Что касается метода, то его осознание, в отличие от меньшего Гиппия, стало значительно более интериоризированным; здесь наблюдается почти движение от отрицания к утверждению. Там, где речь идет только о том, чтобы уличить напыщенного презирателя истинной науки в невежестве, но ни в коем случае не о том, чтобы привлечь к философии такую нефилософскую натуру, в основном применяется только сократовская эленктика с помощью эротематического метода. Здесь же, где речь идет о философских отношениях дружбы, где речь идет о том, чтобы привлечь двух нежных юношей с прекрасными склонностями к изучению философии и посвятить их в ее первые зачатки, эленктика может быть только подготовительным и сопутствующим моментом протрептики. В первой части диалога совсем нетрудно убедить неиспорченного Лисия в необходимости знания, и только против ссорящегося Менексена Сократ действительно прибегает к софистической путанице понятий, отчасти для того, чтобы защитить его от отклонений, которым может подвергнуть его природа и образование, а отчасти для того, чтобы развить в нем истинно философское начало, давая ему загадки, в которых важна только понятийная острота различия.
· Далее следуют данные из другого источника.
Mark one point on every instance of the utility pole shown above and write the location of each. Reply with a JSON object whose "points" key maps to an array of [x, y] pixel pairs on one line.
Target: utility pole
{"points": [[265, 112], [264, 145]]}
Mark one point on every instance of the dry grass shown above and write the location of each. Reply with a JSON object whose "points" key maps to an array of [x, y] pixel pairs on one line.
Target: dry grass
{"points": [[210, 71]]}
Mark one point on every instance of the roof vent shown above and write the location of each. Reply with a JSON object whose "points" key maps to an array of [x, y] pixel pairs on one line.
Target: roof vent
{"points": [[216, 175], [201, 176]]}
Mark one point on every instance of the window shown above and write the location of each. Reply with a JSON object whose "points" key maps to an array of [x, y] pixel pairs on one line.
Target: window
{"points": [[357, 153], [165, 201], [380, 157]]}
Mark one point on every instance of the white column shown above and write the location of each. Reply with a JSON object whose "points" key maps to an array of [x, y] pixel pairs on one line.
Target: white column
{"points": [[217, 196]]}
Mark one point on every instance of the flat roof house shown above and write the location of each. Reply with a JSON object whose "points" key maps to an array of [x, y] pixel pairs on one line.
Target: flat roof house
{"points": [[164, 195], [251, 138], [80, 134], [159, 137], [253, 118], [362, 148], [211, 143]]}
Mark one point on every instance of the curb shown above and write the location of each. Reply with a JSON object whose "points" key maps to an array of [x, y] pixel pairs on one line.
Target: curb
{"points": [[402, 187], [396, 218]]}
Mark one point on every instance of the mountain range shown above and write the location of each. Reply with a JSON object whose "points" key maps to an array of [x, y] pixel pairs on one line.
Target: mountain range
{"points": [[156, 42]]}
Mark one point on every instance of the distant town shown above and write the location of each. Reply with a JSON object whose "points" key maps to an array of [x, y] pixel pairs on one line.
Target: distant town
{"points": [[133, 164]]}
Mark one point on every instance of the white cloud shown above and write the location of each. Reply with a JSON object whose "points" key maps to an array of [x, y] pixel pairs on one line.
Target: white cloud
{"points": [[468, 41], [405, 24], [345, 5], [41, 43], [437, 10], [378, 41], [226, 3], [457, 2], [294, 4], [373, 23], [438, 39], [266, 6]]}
Так, во втором разделе смешиваются различные значения φιλος, а в четвертом ενεχα и δια.35
Однако по этой самой причине сократовское невежество уже не имеет сурового характера меньшего Гиппия, но Сократ, по крайней мере, приписывает себе признание влюбленных и возлюбленных, то есть понимание природы философских усилий. Это также связано с более глубоким созерцанием любви и дружбы, полученным здесь, и поэтому не должно быть напрямую приписано историческому Сократу. Действительно, мимо нас проскальзывает слабый намек на то, что истинного философа также вновь любит мудрость, p. 212 D. 36Неудовлетворенная жажда знания, как мы думали, что обнаружили ее у меньшего Гиппия, уже уступила место спокойному осознанию постепенного удовлетворения ее и пути, ведущего к ней. Действительно, может показаться, что требование взаимности в дружбе, то есть в философском стимулировании, несовместимо с односторонним методом вопрошания, который Платон и здесь заставляет Сократа строго соблюдать. Единственное, что здесь важно, дать двум еще неопытным мальчикам первый стимул к самостоятельному мышлению. Весь разговор носит лишь пропедевтический характер; он прерывается как раз в тот момент, когда Сократ хочет продолжить его с кем-то из старших.